The typical episodes on the series' regular timeslot focus on adult guests with fantasies geared for them. However, there were two episodes aired in Season 2 that were broadcast on early Sunday night called, Fantasy Island Sunday Special. In these variant episodes, kids arrive at the island on a hot-air balloon to have fantasies provided by Mr. Roarke that are designed for their age.
Often the fantasies would turn out to be morality lessons for the guests, sometimes to the point of putting their lives at risk, only to have Roarke step in at the last minute and reveal the deception. For example, one episode featured a couple who clamored for the "good old days" being taken back to the Salem witch trials. It is mentioned a few times that a condition of visiting Fantasy Island is that guests never reveal what goes on there. A small number of guests decided to make the irrevocable choice to stay permanently, living out their fantasy until death; one such person was an actor who had been in a Tarzan-type television series called "Jungle Man" in the 1960s. Aside from a clip show the only episode with a single storyline was "The Wedding", in which terminally ill Helena Marsh returned to Fantasy Island to spend her last days as Roarke's wife.
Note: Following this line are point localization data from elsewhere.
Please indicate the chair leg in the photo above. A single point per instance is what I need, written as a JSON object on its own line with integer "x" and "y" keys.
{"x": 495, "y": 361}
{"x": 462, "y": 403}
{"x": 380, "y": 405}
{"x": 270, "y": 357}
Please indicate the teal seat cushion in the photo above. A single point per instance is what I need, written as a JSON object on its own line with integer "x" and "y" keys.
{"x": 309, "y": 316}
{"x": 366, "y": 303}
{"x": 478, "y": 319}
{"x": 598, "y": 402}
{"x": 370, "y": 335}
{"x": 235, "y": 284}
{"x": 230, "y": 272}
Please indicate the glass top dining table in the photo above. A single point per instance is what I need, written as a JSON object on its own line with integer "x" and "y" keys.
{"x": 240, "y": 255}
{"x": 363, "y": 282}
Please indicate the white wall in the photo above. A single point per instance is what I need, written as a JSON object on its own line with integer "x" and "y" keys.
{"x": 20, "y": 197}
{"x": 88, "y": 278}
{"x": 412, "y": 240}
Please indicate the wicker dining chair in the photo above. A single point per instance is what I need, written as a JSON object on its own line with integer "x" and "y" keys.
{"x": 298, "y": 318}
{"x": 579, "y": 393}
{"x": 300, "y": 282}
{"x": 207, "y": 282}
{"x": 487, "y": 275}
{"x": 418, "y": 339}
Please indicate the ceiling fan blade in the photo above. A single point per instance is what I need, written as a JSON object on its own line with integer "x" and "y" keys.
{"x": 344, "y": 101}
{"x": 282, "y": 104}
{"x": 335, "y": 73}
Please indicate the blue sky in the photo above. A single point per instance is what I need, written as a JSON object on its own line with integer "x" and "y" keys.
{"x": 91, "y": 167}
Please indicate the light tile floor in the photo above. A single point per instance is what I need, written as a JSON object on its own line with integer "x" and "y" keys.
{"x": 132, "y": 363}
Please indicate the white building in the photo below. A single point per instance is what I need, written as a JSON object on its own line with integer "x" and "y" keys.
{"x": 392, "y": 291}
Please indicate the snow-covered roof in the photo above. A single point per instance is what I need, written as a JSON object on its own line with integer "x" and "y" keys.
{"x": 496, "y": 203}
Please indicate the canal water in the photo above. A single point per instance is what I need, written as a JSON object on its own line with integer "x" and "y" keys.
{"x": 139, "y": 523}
Another episode, "Nurses' Night Out" was the only episode where all of the fantasies, while separate, were linked by one thread. In this case, a mysterious and wealthy guest inviting three nurses to live out each of their fantasies on the island.
The fantasy
Cost
In the first film, Fantasy Island, it was noted that each guest had paid $50,000 in advance for the fulfillment of their fantasies and that Fantasy Island was a business. In the second film, Return to Fantasy Island, Roarke told Tattoo that he sometimes dropped the price when a guest could not afford the usual fee because he believed that everyone should be given a chance to have their fantasies fulfilled. Afterwards, it became clear that the price a guest paid was substantial to them, and for one little girl whose father was one of Roarke's guests, she had emptied her piggy bank to have her fantasy with her father fulfilled. On numerous occasions, a guest had not paid for the trip at all, but instead won it as a result of a contest. Those who came by winning contests were usually the unknowing beneficiaries of rigged contests in order to disguise to them and others the real reason for their coming as part of someone else's fantasy.Nature
The nature of a fantasy varied from story to story and was typically very personal to each guest on some level. They could be as harmless as wanting to be reunited with a lost love to something more dangerous like tracking down a cold-blooded killer who murdered someone close to the guest. Usually, the fantasy would take an unexpected turn and proceed down a quite different path than the guest expected. Some resolve in "The Monkey's Paw" style. They would then leave with some new revelation or renewed interest about themselves or someone close to them. Many times, Roarke would reveal in the end that someone they met during the course of their fantasy was another guest living a fantasy of their own. Both guests often left the island together. However, in one episode, one guest had no particular fantasy and was simply there to relax and enjoy himself. In another episode, the fantasy of one guest was to play the part of a private investigator. At the end of the episode, he discovers that his "suspects" were actually a company of actors who had asked Mr. Roarke to act out their whodunnit play in a realistic setting.Although some fantasies were rooted in the real world, many others involved supernatural or mythological elements. Time travel was often a required element, if not a specific request, to fulfill one's fantasy.